|If I were one of the seven dwarves, I would be Sneezy
||[Mar. 21st, 2013|11:16 pm]
Every time I start to post, I talk myself out of it. Because I have been sick and grumpy and feeling stabby and ranty and ain't nobody got time for that.|
Husband and I always take a romantic getaway for Valentine's day. Just one night of a grown up dinner at a restaurant that doesn't have chicken fingers on the menu and a hotel room without kids sleeping on the sofa at the foot of the bed. This year we scheduled it a couple of weeks early because of other stuff going on, and I got sick and we had to reschedule. I got sick again, and Husband rescheduled again. When he sent me the email with the updated reservation he included a note that said, this is your last chance...I'm sending the next update to Jennifer Love Hewitt. He's so romantic!

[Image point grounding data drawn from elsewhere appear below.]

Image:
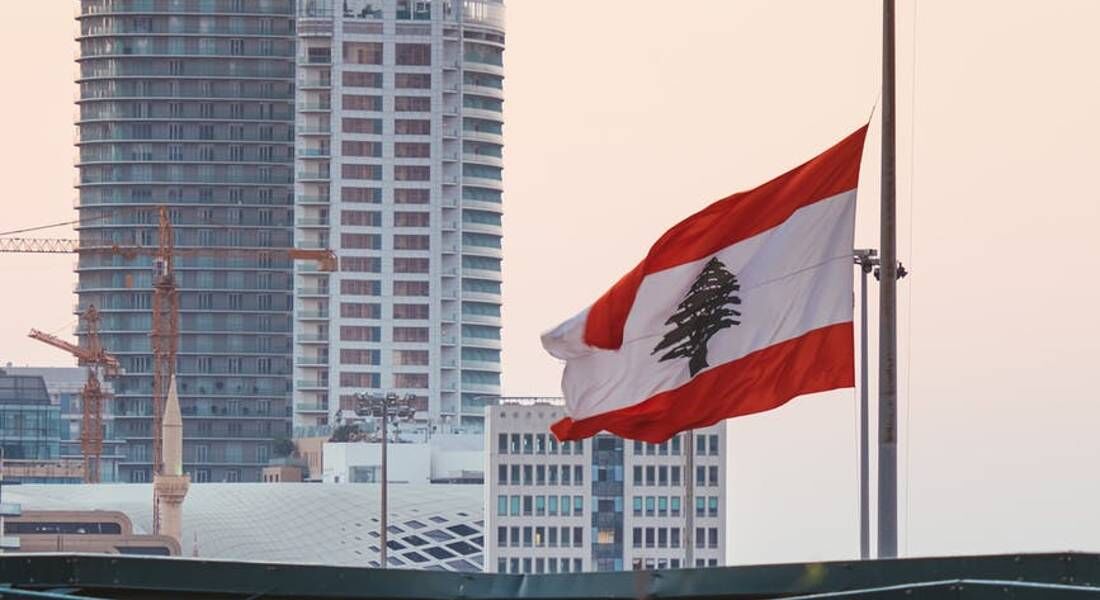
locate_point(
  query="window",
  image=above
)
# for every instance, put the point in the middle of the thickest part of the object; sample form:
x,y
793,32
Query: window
x,y
351,148
352,333
407,358
410,173
355,101
371,195
413,80
411,242
411,150
413,104
411,196
410,265
352,78
361,287
411,219
410,334
358,311
361,172
409,127
417,381
414,54
349,356
363,53
361,264
361,126
361,218
361,241
410,311
410,288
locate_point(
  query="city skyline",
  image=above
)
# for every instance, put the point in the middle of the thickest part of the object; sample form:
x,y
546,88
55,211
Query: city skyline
x,y
652,113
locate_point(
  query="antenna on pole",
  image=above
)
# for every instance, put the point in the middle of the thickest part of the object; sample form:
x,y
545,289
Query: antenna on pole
x,y
888,302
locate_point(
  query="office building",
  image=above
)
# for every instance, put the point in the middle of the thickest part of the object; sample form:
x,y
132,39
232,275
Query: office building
x,y
399,171
188,104
30,434
603,503
64,385
437,527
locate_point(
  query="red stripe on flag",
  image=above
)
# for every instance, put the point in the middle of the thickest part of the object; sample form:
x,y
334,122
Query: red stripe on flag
x,y
820,360
725,222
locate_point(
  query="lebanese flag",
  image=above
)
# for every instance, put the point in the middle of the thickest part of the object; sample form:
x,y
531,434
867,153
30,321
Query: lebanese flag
x,y
735,311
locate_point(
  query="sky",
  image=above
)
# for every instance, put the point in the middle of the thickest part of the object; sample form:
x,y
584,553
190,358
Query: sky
x,y
625,117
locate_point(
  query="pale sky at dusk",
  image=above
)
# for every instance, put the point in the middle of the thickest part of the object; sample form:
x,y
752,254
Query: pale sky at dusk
x,y
622,118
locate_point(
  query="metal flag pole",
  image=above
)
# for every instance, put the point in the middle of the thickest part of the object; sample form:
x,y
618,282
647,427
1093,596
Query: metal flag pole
x,y
690,500
888,303
867,260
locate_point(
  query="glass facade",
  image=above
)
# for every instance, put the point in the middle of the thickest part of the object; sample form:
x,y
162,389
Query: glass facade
x,y
189,104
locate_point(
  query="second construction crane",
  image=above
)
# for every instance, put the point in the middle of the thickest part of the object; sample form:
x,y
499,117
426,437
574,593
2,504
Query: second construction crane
x,y
100,366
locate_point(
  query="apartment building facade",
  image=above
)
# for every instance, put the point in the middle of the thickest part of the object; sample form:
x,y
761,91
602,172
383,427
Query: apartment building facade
x,y
399,172
601,504
188,104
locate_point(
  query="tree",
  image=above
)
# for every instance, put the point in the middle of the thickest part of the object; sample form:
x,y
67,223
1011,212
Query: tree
x,y
703,313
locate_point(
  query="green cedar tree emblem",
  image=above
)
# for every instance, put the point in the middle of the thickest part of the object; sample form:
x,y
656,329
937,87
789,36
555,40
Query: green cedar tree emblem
x,y
704,312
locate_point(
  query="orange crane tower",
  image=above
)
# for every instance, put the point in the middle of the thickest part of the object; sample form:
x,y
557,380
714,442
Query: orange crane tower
x,y
100,364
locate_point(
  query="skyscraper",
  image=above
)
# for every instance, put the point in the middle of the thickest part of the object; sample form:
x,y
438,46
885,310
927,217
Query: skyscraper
x,y
398,170
189,104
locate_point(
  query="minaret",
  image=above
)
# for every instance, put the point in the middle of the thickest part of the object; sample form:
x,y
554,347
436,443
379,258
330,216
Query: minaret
x,y
171,486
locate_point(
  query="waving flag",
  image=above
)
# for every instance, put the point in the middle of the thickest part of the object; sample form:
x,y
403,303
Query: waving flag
x,y
737,309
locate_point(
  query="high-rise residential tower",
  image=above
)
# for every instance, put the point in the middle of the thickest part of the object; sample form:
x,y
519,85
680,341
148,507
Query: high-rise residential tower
x,y
398,170
188,104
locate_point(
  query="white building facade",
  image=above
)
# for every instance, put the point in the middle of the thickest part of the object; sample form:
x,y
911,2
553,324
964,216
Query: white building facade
x,y
603,503
398,170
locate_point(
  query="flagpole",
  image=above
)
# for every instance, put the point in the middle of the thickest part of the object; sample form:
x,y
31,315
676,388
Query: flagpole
x,y
888,303
690,500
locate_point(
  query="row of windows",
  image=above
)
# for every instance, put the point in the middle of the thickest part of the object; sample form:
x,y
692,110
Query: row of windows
x,y
539,537
540,565
661,505
662,475
539,505
539,475
536,444
704,445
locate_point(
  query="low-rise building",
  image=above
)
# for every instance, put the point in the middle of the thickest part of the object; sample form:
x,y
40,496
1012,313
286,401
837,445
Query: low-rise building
x,y
603,503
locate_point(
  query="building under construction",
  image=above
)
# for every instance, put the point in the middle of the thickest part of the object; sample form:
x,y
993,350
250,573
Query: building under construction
x,y
207,133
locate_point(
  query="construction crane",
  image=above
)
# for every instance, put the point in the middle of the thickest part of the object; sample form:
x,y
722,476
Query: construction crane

The he realized that he had rescheduled for Easter weekend, so he had to reschedule it again, for this weekend. (Since it was his mistake, he sent the new reservation to me and not JLove...her loss) He told me on Monday that my only job this week was to not get sick. Last night I was fine when I went to bed and woke myself up sneezing at 4:00 am. I don't care if I have to take ten thousand sudafeds with an Afrin chaser - we are not rescheduling.
And of course I just jinxed myself. Knocking on wood furiously as I type.